= Mi'kmaq–Nova Scotia–Canada Tripartite Forum =

Political forum in Canada

The Mi'kmaq–Nova Scotia–Canada Tripartite Forum was established in 1997 to provide the Mi'kmaq, Nova Scotia, and Canada a place to resolve issues of mutual concern. The Forum's vision is to develop Mi'kmaw communities and foster positive relationships with other Nova Scotians.

On February 23, 2007, the Mi'kmaq–Nova Scotia–Canada Framework Agreement was created for the Made-in-Nova Scotia Process. The Framework Agreement confirms each party's commitment to work "to resolve Mi'kmaq rights issues through negotiation in a spirit of reconciliation." The intent of the Agreement is to: Enhanced legal clarity on rights issues; Improved relations; and Reduced social and economic disparity.
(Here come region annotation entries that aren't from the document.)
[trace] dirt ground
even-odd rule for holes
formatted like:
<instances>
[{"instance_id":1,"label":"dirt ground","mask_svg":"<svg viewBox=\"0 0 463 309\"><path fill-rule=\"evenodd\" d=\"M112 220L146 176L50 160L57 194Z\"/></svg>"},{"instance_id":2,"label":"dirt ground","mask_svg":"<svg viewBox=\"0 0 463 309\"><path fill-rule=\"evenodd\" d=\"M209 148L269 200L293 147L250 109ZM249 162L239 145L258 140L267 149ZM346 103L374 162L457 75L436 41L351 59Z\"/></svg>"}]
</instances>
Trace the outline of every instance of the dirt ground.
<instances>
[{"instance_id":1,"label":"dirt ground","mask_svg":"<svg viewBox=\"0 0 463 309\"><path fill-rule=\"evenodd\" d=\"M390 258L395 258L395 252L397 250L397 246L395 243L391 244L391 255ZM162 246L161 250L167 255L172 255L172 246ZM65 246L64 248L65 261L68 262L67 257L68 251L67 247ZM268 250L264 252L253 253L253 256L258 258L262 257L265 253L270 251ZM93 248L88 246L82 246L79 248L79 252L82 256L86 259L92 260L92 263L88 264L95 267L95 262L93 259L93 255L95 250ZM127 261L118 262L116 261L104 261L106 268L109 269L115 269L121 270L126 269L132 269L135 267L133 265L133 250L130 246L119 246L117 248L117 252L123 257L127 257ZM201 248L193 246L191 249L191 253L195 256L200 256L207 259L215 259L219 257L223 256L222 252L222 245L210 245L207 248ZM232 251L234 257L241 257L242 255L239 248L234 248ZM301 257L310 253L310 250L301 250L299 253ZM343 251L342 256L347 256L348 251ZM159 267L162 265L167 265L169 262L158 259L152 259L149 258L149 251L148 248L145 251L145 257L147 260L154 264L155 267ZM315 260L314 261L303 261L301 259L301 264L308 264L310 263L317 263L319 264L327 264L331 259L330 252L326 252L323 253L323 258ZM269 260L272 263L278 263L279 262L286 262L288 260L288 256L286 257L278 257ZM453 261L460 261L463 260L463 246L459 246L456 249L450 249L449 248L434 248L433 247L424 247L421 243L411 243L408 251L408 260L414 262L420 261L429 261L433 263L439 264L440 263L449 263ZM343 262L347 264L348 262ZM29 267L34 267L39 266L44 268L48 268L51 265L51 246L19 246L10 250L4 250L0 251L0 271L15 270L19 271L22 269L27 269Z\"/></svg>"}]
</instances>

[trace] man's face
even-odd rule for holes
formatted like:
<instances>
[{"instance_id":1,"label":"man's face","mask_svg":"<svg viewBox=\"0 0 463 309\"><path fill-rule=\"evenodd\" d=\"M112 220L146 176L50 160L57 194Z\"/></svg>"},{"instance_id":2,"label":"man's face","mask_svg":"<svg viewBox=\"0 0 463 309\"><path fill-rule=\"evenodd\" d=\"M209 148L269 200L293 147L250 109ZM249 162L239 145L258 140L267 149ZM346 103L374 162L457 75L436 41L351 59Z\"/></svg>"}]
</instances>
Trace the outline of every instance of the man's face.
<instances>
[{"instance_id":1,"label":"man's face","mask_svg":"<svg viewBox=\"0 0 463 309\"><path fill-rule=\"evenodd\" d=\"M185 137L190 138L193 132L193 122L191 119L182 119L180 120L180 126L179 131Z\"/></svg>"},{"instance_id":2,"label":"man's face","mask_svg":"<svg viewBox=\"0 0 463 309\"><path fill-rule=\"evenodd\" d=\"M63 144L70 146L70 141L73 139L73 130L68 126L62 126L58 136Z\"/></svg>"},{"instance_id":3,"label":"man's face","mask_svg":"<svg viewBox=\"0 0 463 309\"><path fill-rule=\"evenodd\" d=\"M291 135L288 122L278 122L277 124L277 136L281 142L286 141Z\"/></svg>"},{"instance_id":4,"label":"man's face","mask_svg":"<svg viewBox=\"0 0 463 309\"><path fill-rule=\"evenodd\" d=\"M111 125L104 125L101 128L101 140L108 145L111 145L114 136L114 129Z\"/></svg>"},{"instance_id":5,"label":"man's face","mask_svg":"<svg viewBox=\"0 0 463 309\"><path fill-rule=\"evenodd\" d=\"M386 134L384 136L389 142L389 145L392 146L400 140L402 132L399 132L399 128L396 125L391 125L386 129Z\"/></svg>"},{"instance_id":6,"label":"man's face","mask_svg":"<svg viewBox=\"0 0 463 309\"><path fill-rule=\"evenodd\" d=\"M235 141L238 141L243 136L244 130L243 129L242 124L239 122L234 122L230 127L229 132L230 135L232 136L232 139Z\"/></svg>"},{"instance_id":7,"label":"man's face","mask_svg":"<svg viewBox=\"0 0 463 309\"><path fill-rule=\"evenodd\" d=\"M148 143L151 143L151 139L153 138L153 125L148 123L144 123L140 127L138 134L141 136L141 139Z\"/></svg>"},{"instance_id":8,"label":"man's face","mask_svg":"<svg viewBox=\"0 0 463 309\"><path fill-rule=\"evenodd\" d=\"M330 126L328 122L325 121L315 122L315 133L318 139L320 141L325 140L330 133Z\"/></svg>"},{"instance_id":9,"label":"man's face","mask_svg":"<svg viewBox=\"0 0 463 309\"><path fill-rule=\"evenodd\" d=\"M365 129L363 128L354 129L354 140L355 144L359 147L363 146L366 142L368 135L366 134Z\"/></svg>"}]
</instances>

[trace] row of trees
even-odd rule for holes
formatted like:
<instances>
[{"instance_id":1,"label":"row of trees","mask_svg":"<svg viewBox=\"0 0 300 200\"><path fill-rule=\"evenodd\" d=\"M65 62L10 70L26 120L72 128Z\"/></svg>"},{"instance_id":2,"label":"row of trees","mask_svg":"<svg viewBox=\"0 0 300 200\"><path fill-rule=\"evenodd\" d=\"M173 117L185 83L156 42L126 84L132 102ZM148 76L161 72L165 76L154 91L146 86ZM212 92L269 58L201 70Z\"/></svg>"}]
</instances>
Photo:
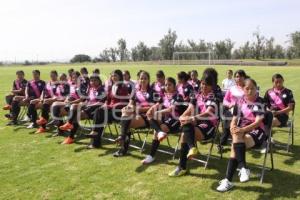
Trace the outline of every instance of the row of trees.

On August 31, 2010, the Assembly of Nova Scotia Mi'kmaq Chiefs signed a historic agreement with the governments of Canada and Nova Scotia. The Mi'kmaq–Nova Scotia–Canada Consultation Terms of Reference lays out a process for the parties to follow when governments wish to consult with the Mi'kmaq.

==Mi'kmaw Kina'matnewey==
One of the successes of the Mi'kmaq–Nova Scotia–Canada Tripartite Forum is the Nova Scotia government and the Mi'kmaq community have made the Miꞌkmaw Kinaꞌmatnewey, which is the most successful First Nation Education Program in Canada. In 1982, the first Mi'kmaq operated school opened in Nova Scotia. By 1997, all education for Mi'kmaq on reserves were given the responsibility for their own education. There are now 11 band-run schools in Nova Scotia. Now Nova Scotia has the highest rate of retention of aboriginal students in schools in the country. More than half the teachers are Mi'kmaq. From 2011 to 2012, there was a 25% increase of Mi'kmaq students going to university. Atlantic Canada has the highest rate of aboriginal students attending university in the country.